Thanks to a newcomer to town, Lloyd Clarke, Frankenmuth’s Lutheran traditions are under assault. A long term denizen of Michigan, this 66-year-old whiner moved from Bay City to be closer to family members who live in, and around, Frankenmuth. At first, everything was spiffy for Lloyd, until, one ignoble day, he roused himself from his ‘can’t we all get along’ coma then started going to war over all the crosses that are prominently displayed on ‘public’ land.
One day, Lloyd noticed the crosses on bridge in town. Lloyd worried that some heretofore content Jews, Mecca Maniacs, or other non Cross Cultists, might get a boo-boo from them. Given ‘no choice’, this peace puke, former Green Party state senate candidate, caterwauled until the city removed the crosses from that bridge.

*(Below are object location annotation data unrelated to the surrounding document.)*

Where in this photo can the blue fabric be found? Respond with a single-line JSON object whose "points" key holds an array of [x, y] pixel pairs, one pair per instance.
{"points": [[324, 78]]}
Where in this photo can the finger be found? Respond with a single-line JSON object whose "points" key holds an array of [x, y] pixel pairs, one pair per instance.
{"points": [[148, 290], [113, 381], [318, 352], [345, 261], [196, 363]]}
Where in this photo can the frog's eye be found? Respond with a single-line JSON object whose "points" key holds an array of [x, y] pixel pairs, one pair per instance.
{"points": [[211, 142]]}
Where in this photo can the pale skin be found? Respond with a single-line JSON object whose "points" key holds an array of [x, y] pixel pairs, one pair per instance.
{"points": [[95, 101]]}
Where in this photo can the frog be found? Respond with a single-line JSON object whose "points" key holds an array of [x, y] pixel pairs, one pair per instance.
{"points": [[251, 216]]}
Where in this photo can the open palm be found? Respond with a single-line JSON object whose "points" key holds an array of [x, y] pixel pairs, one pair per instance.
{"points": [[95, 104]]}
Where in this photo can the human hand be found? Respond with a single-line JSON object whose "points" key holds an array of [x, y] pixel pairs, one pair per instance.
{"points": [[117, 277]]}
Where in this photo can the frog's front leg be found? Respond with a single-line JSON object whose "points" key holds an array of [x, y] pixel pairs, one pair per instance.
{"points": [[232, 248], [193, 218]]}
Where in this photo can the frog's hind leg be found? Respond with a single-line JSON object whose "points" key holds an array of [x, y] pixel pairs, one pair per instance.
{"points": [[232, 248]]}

Just getting started, this cretin painted his differently-religious bull’s-eye on the cross in a city park and the one on the city seal. That’s why, tired of Lloyd’s crap, rank and file Frankenmuth citizens exercised their right to free speech and excoriated Lloyd for being a complete and utter asshat about Frankenmuth’s supernaturalist roots. After the heat became intolerable, he started to whine about being picked on by his neighbors. When even the tykes started blistering his sorry, whiner, butt, Lloyd bailed out of his quest to make Frankenmuth ‘safe’ for the differently-religious.
Frankenmuth has been doing just fine, without Lloyd, since the mid 1800s. It didn't start spouting crosses just to piss him off. If crosses piss him off, that's his personal problem, not the town's. This pagan scribbler thinks Lloyd needs to get over himself, and it, or get out of Dodge. He's the kind of scumbag who gives the differently-religious a bad name. It's time for him to shut up and sit down.
For giving a hornets’ nest a swift kick, then complaining, when he got stung by outraged true believer wasps...for being a whining piece of crap...for picking an unnecessary fight and lacking the spine to see it through to the end, Lloyd Clarke is the Politically Incorrect Gazette’s Girlieman of the Week.